The goal this episode is to get Aaron to invite the undercover Villanelle aka Billie to accompany him to Rome as he meets buyers for the mysterious weapon he has put on the market. Carolyn insists to Eve that Villanelle can't kill Aaron, or anyone for that matter, because the information they need in Rome is crucial. They need to know who the buyers are in competition for Peel's weapon. In initial preparation with Villanelle, Eve and her new partner are faced with some interesting revelations; one- the assassin doesn't know if she's ever telling the truth or not, and two; she admits that she never feels anything except when she's around Eve. Eve makes her feel things.

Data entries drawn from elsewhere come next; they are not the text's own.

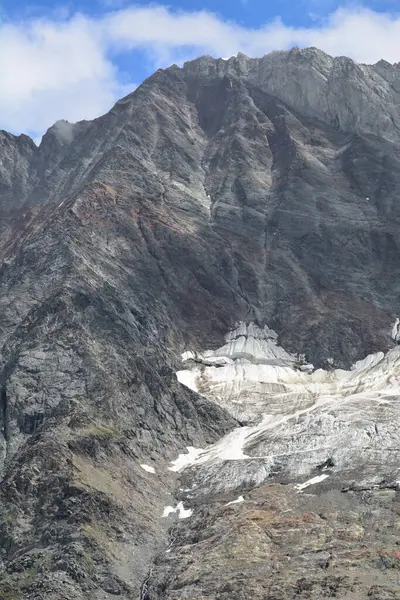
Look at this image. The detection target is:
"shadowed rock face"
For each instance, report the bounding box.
[0,49,400,600]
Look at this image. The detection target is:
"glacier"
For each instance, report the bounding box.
[174,322,400,499]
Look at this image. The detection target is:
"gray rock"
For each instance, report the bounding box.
[0,49,400,600]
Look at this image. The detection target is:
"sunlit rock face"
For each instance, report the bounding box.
[177,323,400,492]
[0,48,400,600]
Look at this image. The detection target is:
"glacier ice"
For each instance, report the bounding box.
[173,323,400,493]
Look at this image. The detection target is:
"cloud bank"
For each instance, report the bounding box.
[0,6,400,136]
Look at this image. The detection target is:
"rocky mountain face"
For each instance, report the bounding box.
[0,48,400,600]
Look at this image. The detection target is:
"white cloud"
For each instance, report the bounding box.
[0,0,400,135]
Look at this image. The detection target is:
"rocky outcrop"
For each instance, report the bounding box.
[0,49,400,600]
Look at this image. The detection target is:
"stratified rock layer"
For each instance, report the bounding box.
[0,49,400,600]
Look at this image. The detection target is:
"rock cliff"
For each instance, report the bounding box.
[0,48,400,600]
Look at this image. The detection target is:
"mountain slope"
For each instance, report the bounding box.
[0,49,400,600]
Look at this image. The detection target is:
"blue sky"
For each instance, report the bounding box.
[0,0,400,138]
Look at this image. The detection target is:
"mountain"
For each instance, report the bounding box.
[0,48,400,600]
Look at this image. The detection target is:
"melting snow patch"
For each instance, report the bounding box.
[168,446,203,472]
[162,502,193,519]
[294,474,329,492]
[162,506,175,518]
[225,496,244,506]
[140,465,156,473]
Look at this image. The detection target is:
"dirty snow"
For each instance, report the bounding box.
[140,465,156,473]
[294,474,329,492]
[225,496,244,506]
[162,502,193,519]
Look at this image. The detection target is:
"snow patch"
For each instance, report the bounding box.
[162,506,175,519]
[140,465,156,473]
[162,502,193,519]
[225,496,244,506]
[294,474,329,492]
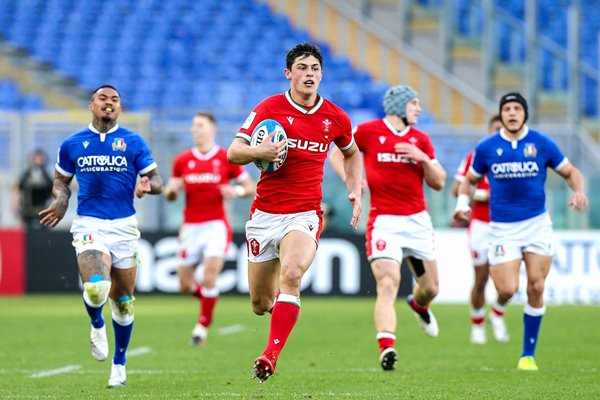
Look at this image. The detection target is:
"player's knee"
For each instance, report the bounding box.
[496,285,517,301]
[473,280,487,294]
[377,276,399,296]
[110,295,135,326]
[527,279,544,297]
[281,267,302,288]
[423,282,440,299]
[83,275,112,308]
[252,297,273,315]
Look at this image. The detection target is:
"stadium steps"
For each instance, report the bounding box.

At an odd lunch date with Aaron, Villanelle secures the invitation, but viewers are given a further glimpse of the eccentric personality of Peel. Kudos to Lloyd-Hughes, who is successfully creating a character that is equal parts charming and creepily disturbing. This scene is just the first of a series of battle of wills between Villanelle and Aaron. Of note too, this scene is one that star Jodie Comer relates she almost choked on the pasta Villanelle shoves into her mouth. The actors were both so into character that at first, her co-star didn't realize she was really choking.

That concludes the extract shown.